LCRs have remained out of the reach of structural biology methods. The methodologies that we are developing are surpassing this barrier and will enable a detailed understanding of the structural bases of biological and pathological phenomena involving LCRs. Huntingtin, the subject of our study, is arguably the most notable example of the connection between LCRs and pathology. These are the main achievements and how we will exploit them until the end of the project:

- Methods enabling the site-specific isotopic labelling will provide for the first time the clues of the structural/dynamic bases of Huntington’s disease. As initially planned, we will do this by systematically studying Htt versions below (already done), above (H46) and in the pathological threshold (H35).

- The developments performed to site-specifically label glutamine and proline have prompted us to span the panel of natural amino acids amenable to this kind of incorporation. We expect these developments that will be performed in the second part of the project to be a breakthrough in structural biology as multiple biologically relevant systems will be addressable for structural biologists.

- Along the project we have developed efficient cell-free methods for the in vitro synthesis of Htt variants. Now we want to exploit this achievement to produce Htt versions with different deuteration schemes (Gln, Pro, Gln+Pro…) to obtain domain specific structural information using Small-Angle Neutron Scattering (SANS). I have contacted experts at the Institute Laue-Langevin (ILL-Grenoble) to co-supervise a PhD student starting in 2019.

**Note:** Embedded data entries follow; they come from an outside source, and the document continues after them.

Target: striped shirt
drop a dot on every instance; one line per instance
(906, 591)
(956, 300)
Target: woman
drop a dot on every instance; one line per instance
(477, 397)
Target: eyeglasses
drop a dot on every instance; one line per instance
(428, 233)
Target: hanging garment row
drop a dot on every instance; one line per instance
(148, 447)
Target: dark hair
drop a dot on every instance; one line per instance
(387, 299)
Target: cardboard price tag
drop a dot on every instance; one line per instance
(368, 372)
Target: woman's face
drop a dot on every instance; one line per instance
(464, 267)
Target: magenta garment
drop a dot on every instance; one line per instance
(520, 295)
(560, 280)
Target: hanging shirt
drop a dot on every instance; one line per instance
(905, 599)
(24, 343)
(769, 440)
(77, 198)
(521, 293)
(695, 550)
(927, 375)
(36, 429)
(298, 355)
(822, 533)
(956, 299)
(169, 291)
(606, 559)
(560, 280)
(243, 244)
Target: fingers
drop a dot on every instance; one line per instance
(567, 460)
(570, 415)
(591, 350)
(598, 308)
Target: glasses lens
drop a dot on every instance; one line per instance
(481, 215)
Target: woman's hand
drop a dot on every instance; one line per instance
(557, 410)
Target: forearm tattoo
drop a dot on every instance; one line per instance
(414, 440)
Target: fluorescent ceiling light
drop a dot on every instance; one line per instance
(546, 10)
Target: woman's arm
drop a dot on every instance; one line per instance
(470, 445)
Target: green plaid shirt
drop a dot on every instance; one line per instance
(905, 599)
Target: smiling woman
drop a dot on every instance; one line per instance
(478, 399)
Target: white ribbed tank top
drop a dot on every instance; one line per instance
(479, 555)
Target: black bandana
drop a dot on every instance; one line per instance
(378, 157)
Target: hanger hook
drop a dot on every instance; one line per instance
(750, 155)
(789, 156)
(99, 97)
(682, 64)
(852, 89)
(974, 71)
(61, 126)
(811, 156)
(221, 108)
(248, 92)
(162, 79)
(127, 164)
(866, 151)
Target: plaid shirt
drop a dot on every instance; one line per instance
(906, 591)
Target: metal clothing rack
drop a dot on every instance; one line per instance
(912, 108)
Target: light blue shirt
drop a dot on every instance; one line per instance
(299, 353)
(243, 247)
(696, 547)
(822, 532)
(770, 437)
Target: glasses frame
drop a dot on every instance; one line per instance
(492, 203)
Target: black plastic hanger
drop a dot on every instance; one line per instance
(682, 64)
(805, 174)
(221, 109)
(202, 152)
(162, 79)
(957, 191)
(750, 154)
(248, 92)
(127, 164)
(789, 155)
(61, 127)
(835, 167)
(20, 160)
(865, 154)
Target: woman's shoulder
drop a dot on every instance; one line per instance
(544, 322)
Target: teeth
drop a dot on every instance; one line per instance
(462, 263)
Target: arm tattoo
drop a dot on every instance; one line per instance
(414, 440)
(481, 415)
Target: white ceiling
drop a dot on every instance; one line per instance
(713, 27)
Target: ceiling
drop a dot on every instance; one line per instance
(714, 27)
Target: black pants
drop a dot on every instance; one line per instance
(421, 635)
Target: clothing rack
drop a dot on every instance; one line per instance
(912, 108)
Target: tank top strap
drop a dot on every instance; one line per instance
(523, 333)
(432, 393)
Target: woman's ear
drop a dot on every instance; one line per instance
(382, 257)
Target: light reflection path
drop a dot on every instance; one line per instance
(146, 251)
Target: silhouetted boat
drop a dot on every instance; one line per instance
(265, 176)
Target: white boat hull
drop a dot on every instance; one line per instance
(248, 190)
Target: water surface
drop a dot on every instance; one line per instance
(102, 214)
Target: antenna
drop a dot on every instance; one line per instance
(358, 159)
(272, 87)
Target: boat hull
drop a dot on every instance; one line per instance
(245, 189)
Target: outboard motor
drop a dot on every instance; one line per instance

One of the main problems in the characterization of IDPs is the need for extensive experimental data to derive accurate structural models, and the inability of purely theoretical methods to achieve this aim. We have developed an approach based in a coil library that overcomes previous limitations and enables the construction of accurate ensemble models of IDPs embedding partially structured regions. In the future we will use this tool for several objectives:

- A server will be built and made available to all the community for the generation of accurate ensembles of IDPs from protein sequences.

- The ensembles built with this approach will be used to structurally characterize Htt by integrating the experimental data that will be produced along the project.

- Structural models built with this approach will be used as starting points to build conformation transition pathways with the robotics-inspired algorithm (multi-TRRT) that we are developing with Juan Cortés (LAAS-Toulouse).